I’ve been taking medication for bipolar disorder for over thirty years. In my case, medication has been useful. It has made it possible for me to pursue a moderately successful career and a life without too much destructive drama. Psychiatrists have prescribed for me nearly every anti-depressant and anti-manic drug available. Some have been more useful than others have and their efficacy has changed as I have aged and my circumstances have changed. What worked thirty years ago works today, but didn’t work for an intervening decade. I would never consider rejecting medication, but it also has never been the complete answer for me.

Over the years, I have collected a bag of tricks for dealing with depression and hypomania. None of them is a cure or guaranteed to work, but all of them have been helpful to me at various times. One of the strangest is a book written in the early seventeenth century Oxford don: The Anatomy of Melancholy. It is an odd book. Robert Burton, writing under the pen name Democritus Jr., undertook to describe melancholy and its cures, what we call depression today, in expansive detail. Since he was a scholastic, this included cataloging and analyzing every reference to melancholy in every fragment of preceding literature. Oxford had a large library and the Anatomy is a big book.

You might think this is a recipe for the most boring, depressing book ever written. Even Burton himself warned against reading it.

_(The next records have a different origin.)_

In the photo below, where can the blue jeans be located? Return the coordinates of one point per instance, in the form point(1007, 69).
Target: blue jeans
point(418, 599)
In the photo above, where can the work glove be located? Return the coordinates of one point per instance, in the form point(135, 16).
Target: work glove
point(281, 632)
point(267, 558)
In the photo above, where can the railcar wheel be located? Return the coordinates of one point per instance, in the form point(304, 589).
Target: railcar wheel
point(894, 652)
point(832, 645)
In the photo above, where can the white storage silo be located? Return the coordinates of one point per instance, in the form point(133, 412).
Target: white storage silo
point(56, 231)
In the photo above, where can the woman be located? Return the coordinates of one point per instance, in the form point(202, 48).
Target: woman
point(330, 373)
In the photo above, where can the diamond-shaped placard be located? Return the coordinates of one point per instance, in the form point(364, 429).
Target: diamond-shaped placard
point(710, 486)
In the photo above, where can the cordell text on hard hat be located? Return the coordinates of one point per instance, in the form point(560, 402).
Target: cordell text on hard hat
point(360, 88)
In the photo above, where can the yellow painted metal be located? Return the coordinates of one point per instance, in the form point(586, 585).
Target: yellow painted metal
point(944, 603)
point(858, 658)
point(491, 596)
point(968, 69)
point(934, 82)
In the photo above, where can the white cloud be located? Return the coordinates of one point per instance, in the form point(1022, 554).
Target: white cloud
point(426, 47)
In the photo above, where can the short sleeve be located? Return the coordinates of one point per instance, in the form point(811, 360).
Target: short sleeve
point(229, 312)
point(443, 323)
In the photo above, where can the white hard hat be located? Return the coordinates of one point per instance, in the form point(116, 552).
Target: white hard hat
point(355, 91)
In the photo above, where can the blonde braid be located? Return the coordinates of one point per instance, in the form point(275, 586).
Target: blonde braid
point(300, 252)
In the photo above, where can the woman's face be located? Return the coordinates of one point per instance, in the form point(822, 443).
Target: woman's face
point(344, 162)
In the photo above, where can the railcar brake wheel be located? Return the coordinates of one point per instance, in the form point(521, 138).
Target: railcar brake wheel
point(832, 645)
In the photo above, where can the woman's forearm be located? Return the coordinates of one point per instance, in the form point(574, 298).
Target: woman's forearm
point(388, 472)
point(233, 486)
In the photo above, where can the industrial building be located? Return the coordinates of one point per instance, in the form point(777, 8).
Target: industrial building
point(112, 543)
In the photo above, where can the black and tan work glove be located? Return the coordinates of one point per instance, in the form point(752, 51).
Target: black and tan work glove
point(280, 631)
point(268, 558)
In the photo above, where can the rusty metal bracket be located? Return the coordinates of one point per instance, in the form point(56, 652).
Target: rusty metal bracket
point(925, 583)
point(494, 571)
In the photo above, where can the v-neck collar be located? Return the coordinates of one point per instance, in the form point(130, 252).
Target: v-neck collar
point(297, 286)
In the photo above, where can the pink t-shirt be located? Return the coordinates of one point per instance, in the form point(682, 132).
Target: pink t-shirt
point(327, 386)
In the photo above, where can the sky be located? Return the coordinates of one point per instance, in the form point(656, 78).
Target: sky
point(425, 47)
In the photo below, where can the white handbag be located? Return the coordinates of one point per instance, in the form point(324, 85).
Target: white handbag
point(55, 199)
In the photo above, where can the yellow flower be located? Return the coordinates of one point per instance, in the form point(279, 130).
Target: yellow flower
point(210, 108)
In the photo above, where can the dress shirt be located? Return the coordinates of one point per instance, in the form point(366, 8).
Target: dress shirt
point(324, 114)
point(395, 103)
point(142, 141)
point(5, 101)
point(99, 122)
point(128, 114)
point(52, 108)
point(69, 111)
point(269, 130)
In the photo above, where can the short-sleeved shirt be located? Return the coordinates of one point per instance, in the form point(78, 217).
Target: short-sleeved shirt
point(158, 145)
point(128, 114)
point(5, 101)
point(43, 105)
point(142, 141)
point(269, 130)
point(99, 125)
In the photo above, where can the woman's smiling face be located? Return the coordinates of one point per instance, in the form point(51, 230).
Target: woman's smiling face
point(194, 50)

I agreed until about fifteen years ago when I read an essay by Robertson Davies, the Canadian author, critic, and educator after hearing a tribute to Davies on the CBC and stumbling on a collection of his essays at Munro’s in Victoria. The essay I happened to read mentioned that Anatomy of Melancholy was a favorite of Samuel Johnson and sometimes called the greatest work of prose in the English language. That piqued my interest. I had picked up a library copy of the Anatomy long before, but could not make heads or tails of it and returned it to the shelves quickly. Now, I was ready to try again.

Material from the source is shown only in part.